Study: Nuclear Weapons Tests Behind Radioactivity in Wild Boars

Facts

  • According to a study published in the journal Environmental Science & Technology on Wednesday, atmospheric nuclear weapons tests conducted in the mid-1900s are behind high levels of radioactivity found in Europe's wild boars.1
  • The researchers tested boar meat samples for the radioactive isotope cesium-137. They observed that the boars have a higher ratio of cesium-135 than -137, indicating more fallout from nuclear weapons explosions in the 1950s and 1960s than nuclear reactors.2
  • The study is expected to solve the so-called wild boar paradox — a phenomenon in which radioactivity levels have fallen in other animals since the 1986 Chernobyl nuclear disaster but persist in Europe's wild boars.3
  • Despite having a 30-year half-life, the amount of cesium-137 in affected boars remains about the same in some locations. According to researchers, cesium contamination is persistent due to the mixing of nuclear weapons and Chernobyl isotopes.4
  • Additionally, as soil slowly absorbed radiation, the isotopes reportedly impacted deer truffles — underground mushrooms eaten almost exclusively by wild boars.

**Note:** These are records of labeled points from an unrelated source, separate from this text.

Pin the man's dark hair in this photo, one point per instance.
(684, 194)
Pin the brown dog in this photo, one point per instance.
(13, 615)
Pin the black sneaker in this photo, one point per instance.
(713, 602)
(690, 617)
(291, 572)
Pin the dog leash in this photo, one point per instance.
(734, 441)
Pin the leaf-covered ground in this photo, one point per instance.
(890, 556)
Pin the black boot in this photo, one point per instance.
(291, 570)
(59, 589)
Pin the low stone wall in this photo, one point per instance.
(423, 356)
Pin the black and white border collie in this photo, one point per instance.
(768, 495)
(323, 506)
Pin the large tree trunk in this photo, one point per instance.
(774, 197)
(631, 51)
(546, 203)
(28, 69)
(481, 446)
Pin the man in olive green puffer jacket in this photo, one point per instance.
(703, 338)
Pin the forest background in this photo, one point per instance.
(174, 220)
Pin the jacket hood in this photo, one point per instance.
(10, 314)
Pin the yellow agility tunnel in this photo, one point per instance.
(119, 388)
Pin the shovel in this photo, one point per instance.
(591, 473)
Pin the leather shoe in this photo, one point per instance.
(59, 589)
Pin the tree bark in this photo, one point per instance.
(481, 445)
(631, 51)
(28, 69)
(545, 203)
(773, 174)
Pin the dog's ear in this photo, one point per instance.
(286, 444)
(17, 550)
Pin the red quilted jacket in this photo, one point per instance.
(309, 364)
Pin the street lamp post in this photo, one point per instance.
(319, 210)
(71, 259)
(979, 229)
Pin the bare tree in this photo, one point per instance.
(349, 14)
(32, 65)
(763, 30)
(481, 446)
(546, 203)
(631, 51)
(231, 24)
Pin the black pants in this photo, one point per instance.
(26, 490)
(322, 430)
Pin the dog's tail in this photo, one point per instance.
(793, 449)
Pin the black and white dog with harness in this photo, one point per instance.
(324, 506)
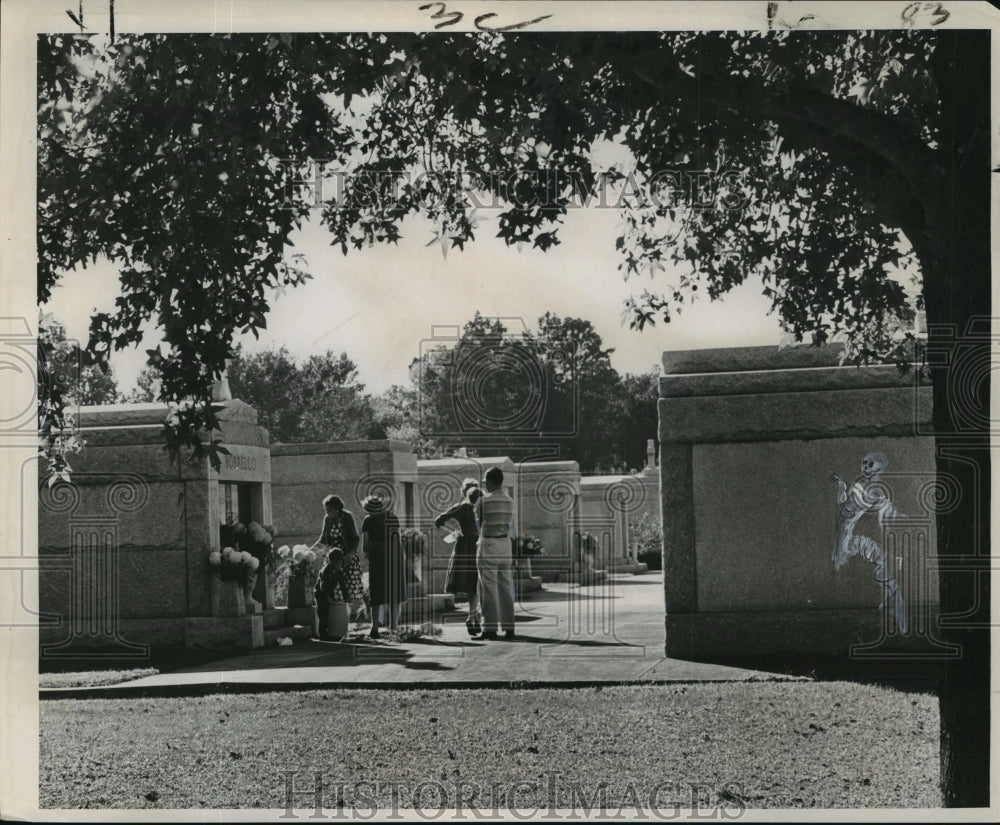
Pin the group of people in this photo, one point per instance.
(340, 578)
(481, 564)
(480, 567)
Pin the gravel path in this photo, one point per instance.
(739, 745)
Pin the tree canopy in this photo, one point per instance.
(549, 391)
(819, 161)
(187, 161)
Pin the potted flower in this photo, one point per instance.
(231, 570)
(414, 544)
(257, 540)
(526, 548)
(298, 565)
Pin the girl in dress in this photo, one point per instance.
(463, 574)
(341, 531)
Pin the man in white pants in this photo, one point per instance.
(495, 514)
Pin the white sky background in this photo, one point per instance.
(378, 304)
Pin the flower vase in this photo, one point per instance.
(300, 594)
(249, 586)
(227, 598)
(524, 568)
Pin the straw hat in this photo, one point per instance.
(373, 504)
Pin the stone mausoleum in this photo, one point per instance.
(124, 547)
(749, 439)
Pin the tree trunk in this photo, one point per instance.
(957, 294)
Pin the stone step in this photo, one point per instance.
(275, 617)
(291, 631)
(586, 577)
(422, 608)
(529, 584)
(630, 568)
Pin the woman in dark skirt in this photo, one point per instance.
(340, 531)
(463, 575)
(380, 536)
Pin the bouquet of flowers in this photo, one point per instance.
(230, 564)
(299, 560)
(251, 538)
(525, 546)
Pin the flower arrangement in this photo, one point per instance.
(252, 538)
(299, 560)
(230, 564)
(525, 546)
(414, 542)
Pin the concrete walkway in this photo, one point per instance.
(566, 635)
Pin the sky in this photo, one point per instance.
(380, 305)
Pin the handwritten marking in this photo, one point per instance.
(478, 21)
(937, 12)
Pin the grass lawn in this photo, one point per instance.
(804, 744)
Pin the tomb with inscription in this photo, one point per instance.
(134, 550)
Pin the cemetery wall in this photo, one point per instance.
(748, 441)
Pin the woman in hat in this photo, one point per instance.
(380, 536)
(340, 532)
(463, 574)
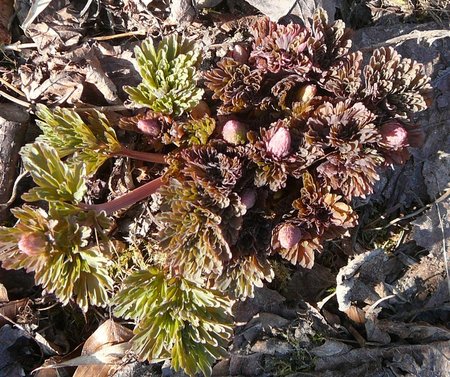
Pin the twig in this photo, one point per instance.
(14, 191)
(120, 35)
(12, 87)
(444, 244)
(415, 34)
(19, 46)
(128, 199)
(102, 109)
(159, 158)
(15, 100)
(415, 213)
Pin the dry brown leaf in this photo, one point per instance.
(100, 348)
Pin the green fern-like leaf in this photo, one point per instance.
(168, 76)
(177, 319)
(91, 142)
(56, 180)
(61, 252)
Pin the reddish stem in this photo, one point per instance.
(127, 199)
(143, 156)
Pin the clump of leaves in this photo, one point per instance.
(295, 130)
(168, 76)
(66, 247)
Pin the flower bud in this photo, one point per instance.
(149, 127)
(240, 54)
(394, 135)
(200, 110)
(234, 132)
(31, 244)
(248, 198)
(289, 235)
(280, 143)
(306, 93)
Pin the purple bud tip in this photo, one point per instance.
(234, 132)
(248, 198)
(31, 244)
(149, 127)
(289, 235)
(280, 143)
(394, 135)
(240, 54)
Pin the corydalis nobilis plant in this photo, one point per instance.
(296, 128)
(168, 76)
(65, 246)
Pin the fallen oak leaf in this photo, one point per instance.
(36, 9)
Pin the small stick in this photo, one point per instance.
(20, 46)
(128, 199)
(15, 100)
(120, 35)
(415, 213)
(12, 87)
(143, 156)
(102, 109)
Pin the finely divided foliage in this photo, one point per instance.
(296, 128)
(168, 76)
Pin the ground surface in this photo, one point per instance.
(376, 304)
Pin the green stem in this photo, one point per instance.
(128, 199)
(143, 156)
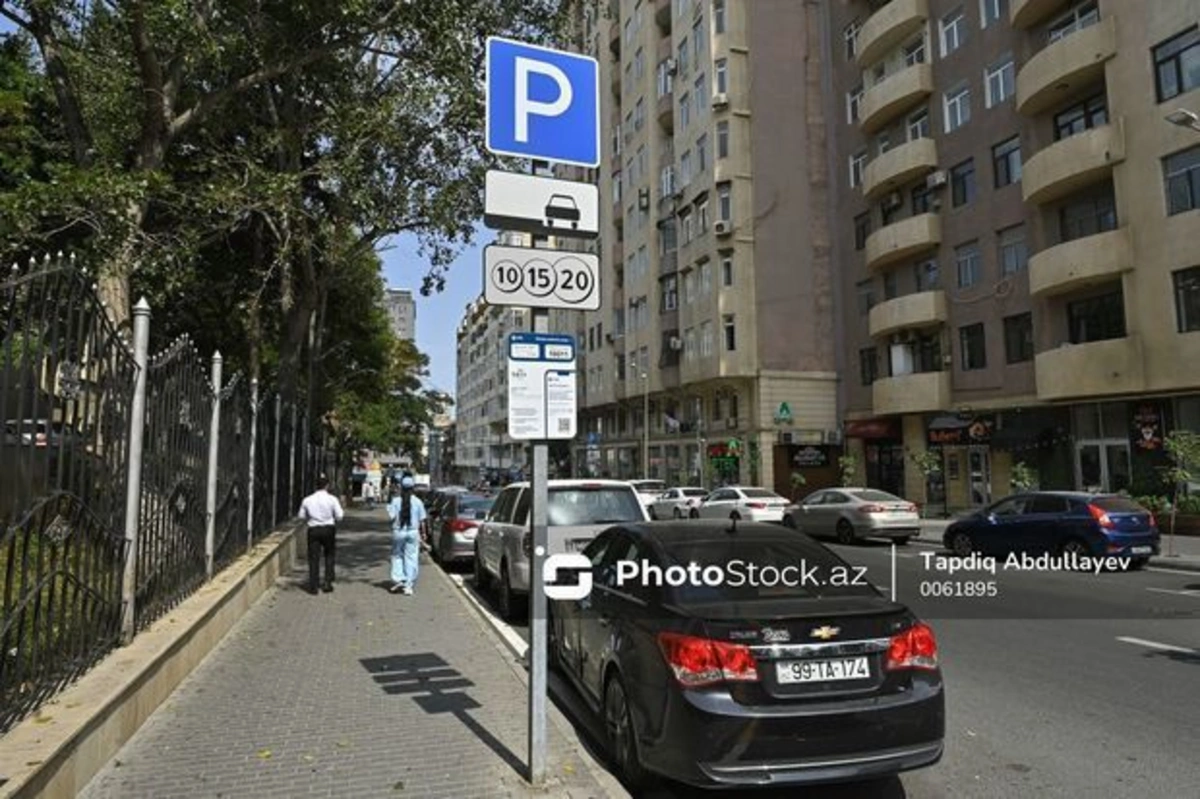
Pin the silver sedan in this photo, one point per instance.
(852, 514)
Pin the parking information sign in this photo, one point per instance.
(543, 103)
(541, 278)
(541, 386)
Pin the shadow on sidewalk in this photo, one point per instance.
(437, 688)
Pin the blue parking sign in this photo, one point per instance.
(543, 103)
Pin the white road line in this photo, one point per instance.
(1155, 644)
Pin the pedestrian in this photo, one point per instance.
(322, 511)
(408, 522)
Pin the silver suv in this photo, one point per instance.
(579, 511)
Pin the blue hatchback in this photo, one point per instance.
(1059, 522)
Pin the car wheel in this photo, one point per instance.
(960, 545)
(622, 739)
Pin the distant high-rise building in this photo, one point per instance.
(401, 312)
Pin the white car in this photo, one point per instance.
(677, 503)
(743, 503)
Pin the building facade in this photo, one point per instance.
(712, 358)
(1015, 240)
(401, 313)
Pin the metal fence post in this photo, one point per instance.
(133, 480)
(253, 446)
(210, 506)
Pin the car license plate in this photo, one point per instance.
(790, 672)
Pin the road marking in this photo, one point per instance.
(1155, 644)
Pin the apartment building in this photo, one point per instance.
(1017, 240)
(711, 359)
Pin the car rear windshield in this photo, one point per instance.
(1119, 505)
(571, 506)
(762, 570)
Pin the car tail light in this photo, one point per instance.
(913, 648)
(1102, 517)
(702, 661)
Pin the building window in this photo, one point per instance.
(973, 347)
(1181, 173)
(862, 229)
(966, 263)
(918, 125)
(869, 365)
(1019, 338)
(1187, 299)
(963, 188)
(1081, 116)
(1006, 161)
(724, 203)
(857, 163)
(928, 276)
(1177, 64)
(853, 102)
(1000, 82)
(1097, 318)
(993, 11)
(1013, 252)
(954, 31)
(957, 108)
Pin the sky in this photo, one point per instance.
(437, 316)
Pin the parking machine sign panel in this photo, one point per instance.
(543, 103)
(541, 278)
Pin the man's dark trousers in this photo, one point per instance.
(321, 540)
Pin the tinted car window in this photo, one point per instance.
(739, 553)
(600, 505)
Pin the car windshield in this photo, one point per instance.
(871, 496)
(571, 506)
(768, 559)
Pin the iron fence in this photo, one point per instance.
(126, 479)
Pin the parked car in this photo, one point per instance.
(754, 685)
(577, 511)
(742, 503)
(457, 523)
(677, 503)
(648, 491)
(853, 514)
(1060, 522)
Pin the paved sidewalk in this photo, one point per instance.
(353, 694)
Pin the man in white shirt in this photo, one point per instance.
(322, 511)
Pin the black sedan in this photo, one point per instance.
(747, 654)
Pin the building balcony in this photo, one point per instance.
(909, 312)
(899, 166)
(1027, 13)
(1075, 264)
(1073, 163)
(911, 394)
(1092, 370)
(903, 239)
(1063, 67)
(894, 95)
(888, 28)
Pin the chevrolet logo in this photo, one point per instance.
(825, 632)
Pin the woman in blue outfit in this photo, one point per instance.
(407, 515)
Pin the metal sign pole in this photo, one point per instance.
(538, 596)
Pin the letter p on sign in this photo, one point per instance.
(543, 103)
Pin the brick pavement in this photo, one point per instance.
(353, 694)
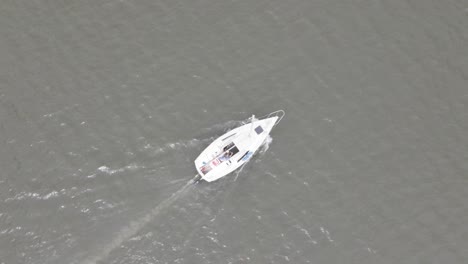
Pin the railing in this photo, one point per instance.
(279, 113)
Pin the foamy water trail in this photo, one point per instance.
(135, 226)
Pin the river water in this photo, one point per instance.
(104, 105)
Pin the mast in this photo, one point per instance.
(252, 119)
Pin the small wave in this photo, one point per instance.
(135, 226)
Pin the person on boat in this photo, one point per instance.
(226, 156)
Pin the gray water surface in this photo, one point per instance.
(104, 105)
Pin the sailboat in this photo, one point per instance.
(236, 147)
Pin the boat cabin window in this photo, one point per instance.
(228, 146)
(259, 130)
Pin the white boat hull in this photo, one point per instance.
(233, 149)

The study found that about 88% of the deer truffle samples exceeded regulatory limits for radioactive cesium in food.5
  • Though over 2M wild boars wander across Germany and Austria, often destroying crops and causing car accidents, they're largely protected from hunters as they're unsafe for human consumption due to their radioactivity.6

Sources: 1Vice, 2BBC Science Focus Magazine, 3Sky News, 4Business Insider, 5Express.co.uk and 6Daily Mail.

Narratives

  • Narrative A, as provided by American Scientist. This study illustrates just one of the ways in which radioactive fallout from atmospheric nuclear testing in the 20th century has lasted four decades after such experiments ended. In addition to turning wild boars into an irradiated menace, the explosions that dispersed radioactive debris in the atmosphere have also increased cancer risks in humans through internal and external irradiation exposures.
  • Narrative B, as provided by Forbes. Nuclear weapons testing could be behind radioactive wild boars, but it's a fallacy that detonations into the atmosphere other than the Castle Bravo test — and even the Chernobyl and Fukushima accidents — have caused adverse human health effects, as the radiation effects are not statistically different from zero. This unfounded fear of radiation must be fought, as it causes more harm than good.